According to The Clinic’s Teaching Improvement Process: Working Material (1977), the Clinic was begun in 1972 when Dwight W. Allen, then Dean of the School of Education, saw merit in Michael A. Melnik’s dissertation on “The Development and Analysis of a Clinic to Improve University Teaching” (1972). Allen and Melnik won a five-year grant from the W.K. Kellogg Foundation in 1972 to develop Melnik’s clinic-based approach to improving teaching and make written materials and training available to other institutions of higher learning.

This video demonstrates the use of videotaped observations, the TABS system of student ratings of instruction, a post-observation meeting, and microteaching. Among the staff who are shown in the video are Dwight Allen, Michael Melnik, George Bryniawsky, Glenn Erickson, Bette Erickson, Paul Adams, Chris Dagget, Luann Wilkerson, Michael Jackson, Elizabeth (“Libby”) Klemmer, Mumtaz Nathani, and Bobbi Kaufmann

The Clinic Process is central to POD’s history. When POD was founded in 1976, it drew from several well-established models of faculty development. Chief among these was the University of Massachusetts at Amherst’s “Clinic to Improve University Teaching.” The Clinic Process used microteaching, confidential one-on-one consultations, consultant-led analysis of student evaluations, classroom observations, and videotaped classroom teaching examples. The process was disseminated through publications by the Clinic staff, by this videotape, by the Clinic staff’s participation in POD, and through publication of Bergquist & Phillips’ A Handbook for Faculty Development (1975), which could be found in most of the teaching centers of the 1970s. Through the success of POD, the Clinic Process became the key model for faculty development at thousands of teaching centers around the U.S. and informed the practice of teaching centers around the world.

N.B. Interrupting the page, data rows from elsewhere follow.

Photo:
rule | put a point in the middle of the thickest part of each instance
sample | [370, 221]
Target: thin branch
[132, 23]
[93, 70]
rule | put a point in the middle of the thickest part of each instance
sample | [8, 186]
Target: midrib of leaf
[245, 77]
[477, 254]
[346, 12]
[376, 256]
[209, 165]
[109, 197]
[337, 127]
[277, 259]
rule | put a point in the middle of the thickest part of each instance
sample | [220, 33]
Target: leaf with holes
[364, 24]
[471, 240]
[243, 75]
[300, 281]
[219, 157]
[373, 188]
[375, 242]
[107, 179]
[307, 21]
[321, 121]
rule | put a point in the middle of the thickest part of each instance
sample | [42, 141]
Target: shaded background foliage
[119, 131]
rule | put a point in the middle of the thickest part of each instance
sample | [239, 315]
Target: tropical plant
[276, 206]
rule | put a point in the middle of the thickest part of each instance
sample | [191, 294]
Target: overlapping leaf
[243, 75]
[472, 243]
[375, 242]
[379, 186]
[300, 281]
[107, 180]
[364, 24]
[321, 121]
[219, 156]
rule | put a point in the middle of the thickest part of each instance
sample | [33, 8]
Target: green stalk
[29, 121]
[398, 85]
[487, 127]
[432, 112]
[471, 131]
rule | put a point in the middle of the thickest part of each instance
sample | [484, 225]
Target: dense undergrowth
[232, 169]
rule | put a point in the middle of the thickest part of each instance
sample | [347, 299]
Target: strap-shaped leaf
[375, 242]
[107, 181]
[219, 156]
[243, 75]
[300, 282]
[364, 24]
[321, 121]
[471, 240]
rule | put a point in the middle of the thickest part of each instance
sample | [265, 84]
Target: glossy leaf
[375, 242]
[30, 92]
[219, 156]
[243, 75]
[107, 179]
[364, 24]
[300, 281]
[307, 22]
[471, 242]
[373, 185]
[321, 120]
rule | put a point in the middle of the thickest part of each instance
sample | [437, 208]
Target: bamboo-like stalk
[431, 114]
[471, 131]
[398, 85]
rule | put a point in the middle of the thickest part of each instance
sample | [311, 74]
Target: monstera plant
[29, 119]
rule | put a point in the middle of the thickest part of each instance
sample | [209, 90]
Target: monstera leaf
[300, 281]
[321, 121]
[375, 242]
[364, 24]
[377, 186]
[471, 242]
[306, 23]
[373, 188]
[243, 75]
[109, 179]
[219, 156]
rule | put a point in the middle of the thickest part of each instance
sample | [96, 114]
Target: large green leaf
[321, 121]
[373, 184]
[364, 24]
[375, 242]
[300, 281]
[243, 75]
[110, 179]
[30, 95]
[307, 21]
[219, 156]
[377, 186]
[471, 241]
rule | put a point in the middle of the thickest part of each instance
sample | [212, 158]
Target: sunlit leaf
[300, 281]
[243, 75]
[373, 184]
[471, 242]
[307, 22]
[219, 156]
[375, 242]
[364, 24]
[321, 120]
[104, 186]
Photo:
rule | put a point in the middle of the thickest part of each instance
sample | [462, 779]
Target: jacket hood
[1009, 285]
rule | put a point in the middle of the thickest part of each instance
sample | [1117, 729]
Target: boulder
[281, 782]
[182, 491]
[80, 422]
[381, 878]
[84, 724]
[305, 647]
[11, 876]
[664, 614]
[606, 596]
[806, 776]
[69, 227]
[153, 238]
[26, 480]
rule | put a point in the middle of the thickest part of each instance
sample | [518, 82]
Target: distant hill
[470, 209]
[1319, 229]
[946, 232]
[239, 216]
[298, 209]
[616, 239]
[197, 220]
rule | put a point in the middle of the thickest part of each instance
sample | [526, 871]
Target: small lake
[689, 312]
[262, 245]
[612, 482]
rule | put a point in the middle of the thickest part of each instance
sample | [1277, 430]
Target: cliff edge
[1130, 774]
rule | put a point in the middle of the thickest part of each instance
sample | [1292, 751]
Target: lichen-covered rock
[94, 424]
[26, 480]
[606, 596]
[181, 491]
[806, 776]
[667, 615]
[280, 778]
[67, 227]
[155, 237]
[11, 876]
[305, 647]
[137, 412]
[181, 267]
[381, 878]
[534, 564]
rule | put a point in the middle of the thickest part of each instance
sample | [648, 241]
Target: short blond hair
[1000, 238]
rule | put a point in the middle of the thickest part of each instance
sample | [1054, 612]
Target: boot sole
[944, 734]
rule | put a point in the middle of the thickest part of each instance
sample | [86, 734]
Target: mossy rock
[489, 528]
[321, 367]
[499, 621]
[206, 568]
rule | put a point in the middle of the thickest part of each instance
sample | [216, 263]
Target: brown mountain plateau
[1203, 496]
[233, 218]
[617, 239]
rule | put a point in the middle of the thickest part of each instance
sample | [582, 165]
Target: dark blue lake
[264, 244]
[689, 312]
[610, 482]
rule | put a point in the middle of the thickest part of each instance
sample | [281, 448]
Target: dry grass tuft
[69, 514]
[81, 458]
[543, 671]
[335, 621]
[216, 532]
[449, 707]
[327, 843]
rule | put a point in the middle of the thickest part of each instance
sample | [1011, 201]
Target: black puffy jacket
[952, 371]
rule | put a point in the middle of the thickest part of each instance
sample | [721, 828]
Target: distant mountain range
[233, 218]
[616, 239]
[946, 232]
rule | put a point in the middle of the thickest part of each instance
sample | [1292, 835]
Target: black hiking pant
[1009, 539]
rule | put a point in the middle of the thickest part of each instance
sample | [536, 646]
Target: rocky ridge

Several of the graduate students who served as consultants at the Clinic later became Presidents of POD. These included LuAnn Wilkerson (Senior Associate Dean for Medical Education at the David Geffen School of Medicine at the University of California at Los Angeles) in 1984, Bette Lasere Erickson (Director of University of Rhode Island’s Instructional Development Program) in 1985-1986, and Mary Deane Sorcinelli (Associate Provost for Faculty Development and associate professor in the Department of Educational Policy and Research Administration, University of Massachusetts Amherst) in 2001.